Think about the example with moving from CET to PST again. If a user is in Europe, prepares which sessions they want to see, and exports that information into their calendar, 12:30pm will show up as 12:30pm just fine. However, as they leave the plane in San Francisco, their phone will recognize the new timezone, and adjust the display of all events. And the 12:30pm event will suddenly show up at 4:30am (8 hour time difference).
This is why providing the correct timezone is critical. Not for simply viewing the schedule, but for letting users export these events as iCal files. In addition, setting a timezone explicitly prevents any confusion to begin with.
You can provide the timezone in two ways:
- You can add the timezone information to your spreadsheet. Software that lets you export a set of events to a spreadsheet often already comes with functionality to output “full” ISO 8601 timestamps. Then you won’t have to worry, because the timezone information is present, and it will work out of the box both inside Conferia.js, and inside the users’ calendars.
- You can manually specify the timezone in the configuration of Conferia.js. Doing so will move every timestamp within the data file into the correct timezone. We recommend this approach, unless you can be absolutely certain that all events have proper timezones.
WARNING: Since we are humans, we recommend to choose option 2 and leave out all timezone specific information in your spreadsheet.
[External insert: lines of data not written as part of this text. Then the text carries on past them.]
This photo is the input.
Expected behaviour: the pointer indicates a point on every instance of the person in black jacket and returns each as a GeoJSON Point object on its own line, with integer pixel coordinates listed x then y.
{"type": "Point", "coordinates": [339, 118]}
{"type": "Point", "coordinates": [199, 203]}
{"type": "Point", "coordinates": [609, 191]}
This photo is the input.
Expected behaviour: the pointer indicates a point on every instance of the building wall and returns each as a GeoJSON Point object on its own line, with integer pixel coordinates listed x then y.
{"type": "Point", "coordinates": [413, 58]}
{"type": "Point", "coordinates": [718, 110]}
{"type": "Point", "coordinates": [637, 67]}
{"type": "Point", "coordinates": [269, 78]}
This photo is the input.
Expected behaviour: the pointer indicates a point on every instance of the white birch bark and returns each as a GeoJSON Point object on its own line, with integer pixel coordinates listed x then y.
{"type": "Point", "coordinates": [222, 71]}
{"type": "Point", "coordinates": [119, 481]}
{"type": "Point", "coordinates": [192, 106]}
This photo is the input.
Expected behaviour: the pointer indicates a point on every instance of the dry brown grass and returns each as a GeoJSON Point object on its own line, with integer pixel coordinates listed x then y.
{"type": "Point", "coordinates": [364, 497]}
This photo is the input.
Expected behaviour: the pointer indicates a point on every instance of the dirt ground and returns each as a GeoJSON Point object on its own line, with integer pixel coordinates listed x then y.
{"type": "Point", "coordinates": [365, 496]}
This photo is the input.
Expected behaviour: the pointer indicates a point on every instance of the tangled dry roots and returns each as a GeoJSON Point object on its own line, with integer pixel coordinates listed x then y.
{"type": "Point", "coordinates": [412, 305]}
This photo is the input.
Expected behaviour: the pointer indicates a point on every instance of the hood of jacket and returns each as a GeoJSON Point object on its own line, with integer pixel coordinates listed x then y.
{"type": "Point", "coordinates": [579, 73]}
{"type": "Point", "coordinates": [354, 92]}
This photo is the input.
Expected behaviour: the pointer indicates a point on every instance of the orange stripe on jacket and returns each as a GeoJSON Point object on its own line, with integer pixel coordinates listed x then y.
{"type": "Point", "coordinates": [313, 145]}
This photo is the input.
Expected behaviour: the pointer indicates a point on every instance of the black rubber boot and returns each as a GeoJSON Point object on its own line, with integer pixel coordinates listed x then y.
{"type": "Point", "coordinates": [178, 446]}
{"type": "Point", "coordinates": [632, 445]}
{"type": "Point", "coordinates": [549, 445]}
The reason is that we may forget the timezone at one of the events, and adding the timezone information is cumbersome. So, the times in the spreadsheet should look like this:
2025-07-22T13:00:00
(no timezone information afterwards). Then, provide the timezone in the Conferia template. Note that, if you have events with timezone info attached, they will be silently converted to the configured timezone, yielding wrong information.